With commendable comparisons to the likes of folk songwriters Iron & Wine and Damien Jurado, and literary heroes John Steinbeck and Kurt Vonnegut listed as influencing his songwriting, Chris Bathgate’s fourth LP Salt Year charts a season of personal turmoil for the folk artist. “[The] songs are the battle cry for that time…a period of struggle punctuated by the tendrils of love and time”, the world weary twenty-something states.
Instrumentally rich, Salt Year, while exploring safe couplings of piano, electric guitar and see-sawing fiddle throughout, though most effectively on album opener ‘Eliza (hue)’, amalgamates these instruments in such a way that their sound and composition feel fresh, contemporary, and at once timeless. Offbeat percussion fleshes out and allows the musicality from becoming pigeonholed or restricted.
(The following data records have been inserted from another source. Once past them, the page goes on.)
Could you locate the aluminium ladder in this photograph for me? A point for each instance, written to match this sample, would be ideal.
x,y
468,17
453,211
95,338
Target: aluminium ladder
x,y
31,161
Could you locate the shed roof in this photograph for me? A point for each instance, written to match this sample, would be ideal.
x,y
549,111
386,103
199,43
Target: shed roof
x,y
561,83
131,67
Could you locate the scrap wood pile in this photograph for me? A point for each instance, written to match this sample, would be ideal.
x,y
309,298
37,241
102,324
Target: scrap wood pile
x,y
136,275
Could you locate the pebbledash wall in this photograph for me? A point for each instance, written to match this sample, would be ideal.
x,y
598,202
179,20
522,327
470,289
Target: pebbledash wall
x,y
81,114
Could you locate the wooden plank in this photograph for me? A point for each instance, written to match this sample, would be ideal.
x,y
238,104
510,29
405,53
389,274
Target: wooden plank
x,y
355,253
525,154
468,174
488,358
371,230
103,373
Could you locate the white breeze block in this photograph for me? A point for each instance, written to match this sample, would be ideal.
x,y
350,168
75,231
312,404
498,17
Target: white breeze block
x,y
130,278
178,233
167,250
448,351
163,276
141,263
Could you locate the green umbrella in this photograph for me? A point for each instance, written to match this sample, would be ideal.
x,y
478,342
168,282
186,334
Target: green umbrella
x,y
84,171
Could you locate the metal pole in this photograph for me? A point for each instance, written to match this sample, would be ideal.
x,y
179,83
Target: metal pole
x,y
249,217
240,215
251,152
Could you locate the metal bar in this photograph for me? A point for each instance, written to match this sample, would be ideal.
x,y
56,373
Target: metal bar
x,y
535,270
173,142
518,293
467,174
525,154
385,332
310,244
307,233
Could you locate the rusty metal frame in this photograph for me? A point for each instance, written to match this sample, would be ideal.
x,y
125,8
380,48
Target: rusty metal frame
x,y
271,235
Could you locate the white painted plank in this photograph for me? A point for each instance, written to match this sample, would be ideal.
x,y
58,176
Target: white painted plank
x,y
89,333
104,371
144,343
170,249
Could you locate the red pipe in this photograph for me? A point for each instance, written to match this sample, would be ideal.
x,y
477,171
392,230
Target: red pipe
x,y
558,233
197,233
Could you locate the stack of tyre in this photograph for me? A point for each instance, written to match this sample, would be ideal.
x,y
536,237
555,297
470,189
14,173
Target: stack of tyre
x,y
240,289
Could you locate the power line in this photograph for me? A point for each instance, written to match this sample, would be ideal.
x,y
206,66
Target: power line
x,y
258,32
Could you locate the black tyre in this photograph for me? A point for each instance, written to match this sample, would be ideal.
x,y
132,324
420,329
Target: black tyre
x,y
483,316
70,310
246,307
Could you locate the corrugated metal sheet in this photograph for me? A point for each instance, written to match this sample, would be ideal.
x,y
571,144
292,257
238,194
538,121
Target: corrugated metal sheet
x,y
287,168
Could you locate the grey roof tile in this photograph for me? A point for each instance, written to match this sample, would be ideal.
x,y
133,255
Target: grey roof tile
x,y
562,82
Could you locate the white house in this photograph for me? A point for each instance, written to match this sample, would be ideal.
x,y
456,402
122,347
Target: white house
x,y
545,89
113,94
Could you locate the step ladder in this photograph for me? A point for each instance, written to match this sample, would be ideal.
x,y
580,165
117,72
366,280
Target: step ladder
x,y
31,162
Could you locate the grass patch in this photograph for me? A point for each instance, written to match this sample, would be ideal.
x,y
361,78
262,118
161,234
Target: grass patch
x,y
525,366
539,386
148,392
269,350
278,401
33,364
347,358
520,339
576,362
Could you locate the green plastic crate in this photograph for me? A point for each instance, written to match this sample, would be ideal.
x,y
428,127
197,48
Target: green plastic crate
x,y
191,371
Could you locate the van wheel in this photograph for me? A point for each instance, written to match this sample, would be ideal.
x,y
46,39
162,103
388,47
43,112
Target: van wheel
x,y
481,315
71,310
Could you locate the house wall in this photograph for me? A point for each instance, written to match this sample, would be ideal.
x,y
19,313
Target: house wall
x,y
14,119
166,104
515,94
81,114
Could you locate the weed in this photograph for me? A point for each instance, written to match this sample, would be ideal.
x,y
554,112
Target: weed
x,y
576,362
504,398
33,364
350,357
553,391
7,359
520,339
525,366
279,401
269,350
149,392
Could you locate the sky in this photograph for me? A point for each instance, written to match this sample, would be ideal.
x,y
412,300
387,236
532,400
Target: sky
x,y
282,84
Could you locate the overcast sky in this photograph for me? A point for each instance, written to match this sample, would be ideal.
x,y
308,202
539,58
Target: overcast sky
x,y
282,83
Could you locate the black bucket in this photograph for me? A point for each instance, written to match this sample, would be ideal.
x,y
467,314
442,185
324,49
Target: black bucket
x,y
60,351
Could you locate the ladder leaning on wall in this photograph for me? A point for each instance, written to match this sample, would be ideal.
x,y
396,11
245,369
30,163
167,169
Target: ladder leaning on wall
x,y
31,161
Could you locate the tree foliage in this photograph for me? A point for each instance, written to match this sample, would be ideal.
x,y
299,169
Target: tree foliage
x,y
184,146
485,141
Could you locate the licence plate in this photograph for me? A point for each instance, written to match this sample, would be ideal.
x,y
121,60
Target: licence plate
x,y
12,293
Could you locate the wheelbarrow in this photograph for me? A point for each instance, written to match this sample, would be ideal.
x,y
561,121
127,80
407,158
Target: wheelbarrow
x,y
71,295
Banjos are coupled with clamorous symbols and drums in No Silver, while Fur Curled on the Sad Road‘s titling suggests a set in stone sadness that is counteracted by the triumphant brass section marking its latter half, along with imagery pointing to new dawns and fresh starts: “tracing out the skylines in the morning frost”. The lyrics usually molding emotional fragility with the natural landscape around him: “the day it hangs upon my shoulders” splicing calm pastoral scenes with more often that not, urgent sounds and ragged, aged vocals.
It’s a record of great joy and pain which neatly couples itself with Bathgate’s cathartic recording process. He has marked himself as an adept lyricist and musician, constructing an alt-country affair tumultuous passion and despair in equal measure, and yet by the end we’re convinced of a little light relief and the thawing of this Salt Year.